Most church denominations today ordain women as pastors, elders, and deacons. The Presbyterian Church in America, the denomination to which I belong, is not one of them, and for this reason we, and a few other like minded ones, are increasingly held in disdain by people both within and without the professing church. Those denominations which refuse to ordain women are viewed, at best, as out of touch with reality or at worst as misogynists.

Why do we not ordain women? Is it because we think women to be inferior to men?

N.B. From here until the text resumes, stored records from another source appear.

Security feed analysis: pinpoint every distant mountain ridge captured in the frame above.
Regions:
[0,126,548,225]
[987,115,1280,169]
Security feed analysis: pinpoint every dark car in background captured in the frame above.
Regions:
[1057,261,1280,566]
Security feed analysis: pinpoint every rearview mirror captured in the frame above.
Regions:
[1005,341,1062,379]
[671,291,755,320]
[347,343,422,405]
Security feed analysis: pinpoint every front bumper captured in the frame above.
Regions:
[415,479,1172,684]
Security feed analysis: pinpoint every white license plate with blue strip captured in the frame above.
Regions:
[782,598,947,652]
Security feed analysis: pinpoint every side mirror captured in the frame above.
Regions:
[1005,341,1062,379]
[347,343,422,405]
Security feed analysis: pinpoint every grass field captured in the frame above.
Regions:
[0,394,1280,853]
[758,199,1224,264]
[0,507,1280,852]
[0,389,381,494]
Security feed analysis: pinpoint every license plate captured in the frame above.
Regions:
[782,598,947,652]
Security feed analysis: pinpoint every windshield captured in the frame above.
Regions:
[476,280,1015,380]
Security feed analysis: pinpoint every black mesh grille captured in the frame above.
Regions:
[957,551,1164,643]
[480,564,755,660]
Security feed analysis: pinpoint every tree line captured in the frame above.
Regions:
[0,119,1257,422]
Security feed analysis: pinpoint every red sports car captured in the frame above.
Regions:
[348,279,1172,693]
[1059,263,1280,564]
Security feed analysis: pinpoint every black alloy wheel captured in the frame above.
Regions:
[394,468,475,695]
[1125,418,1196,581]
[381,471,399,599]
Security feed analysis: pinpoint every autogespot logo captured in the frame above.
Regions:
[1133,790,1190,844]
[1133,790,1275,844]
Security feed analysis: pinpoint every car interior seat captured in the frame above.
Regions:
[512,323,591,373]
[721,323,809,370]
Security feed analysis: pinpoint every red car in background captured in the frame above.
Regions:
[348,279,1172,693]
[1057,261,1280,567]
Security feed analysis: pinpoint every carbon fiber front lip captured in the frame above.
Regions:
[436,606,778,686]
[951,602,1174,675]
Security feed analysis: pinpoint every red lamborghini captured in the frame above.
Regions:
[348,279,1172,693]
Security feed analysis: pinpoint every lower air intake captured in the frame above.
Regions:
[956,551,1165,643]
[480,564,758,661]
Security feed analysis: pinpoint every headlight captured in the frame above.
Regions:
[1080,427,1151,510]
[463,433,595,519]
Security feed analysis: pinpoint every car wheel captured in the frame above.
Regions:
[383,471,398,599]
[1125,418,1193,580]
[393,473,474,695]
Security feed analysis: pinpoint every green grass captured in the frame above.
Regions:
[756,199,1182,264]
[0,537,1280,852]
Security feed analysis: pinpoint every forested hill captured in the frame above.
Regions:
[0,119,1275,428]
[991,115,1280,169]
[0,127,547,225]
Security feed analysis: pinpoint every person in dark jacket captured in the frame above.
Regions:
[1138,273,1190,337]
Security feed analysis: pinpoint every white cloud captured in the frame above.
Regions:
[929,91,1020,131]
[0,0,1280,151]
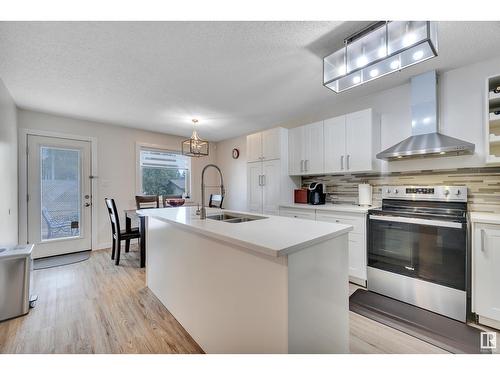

Is it because we think women cannot lead, are too weak emotionally or spiritually to handle tough pastoral issues? These questions hardly deserve a response, for surely we believe women equal to men and there are some wonderful examples of women leaders today in the marketplace and political world who are doing an outstanding job.

No, there is only one reason we do not ordain women and that’s because God clearly, without equivocation, forbids it. Any honest exegesis of the New Testament must admit this. Paul, in his letter to Timothy, is instructing him on how he is to lead the church in Paul’s absence. He gives Timothy numerous mandates, and in I Timothy 2 he takes up the issue of who is to lead in public worship. In verse 8 he says that certain men, the context would suggest elders, are to lift up holy hands (unpolluted hands) in prayer, expressing utter dependence upon God for grace to lead the congregation, removing any taint of anger or reprehensible thought (our word dialogue) which could mislead the people of God.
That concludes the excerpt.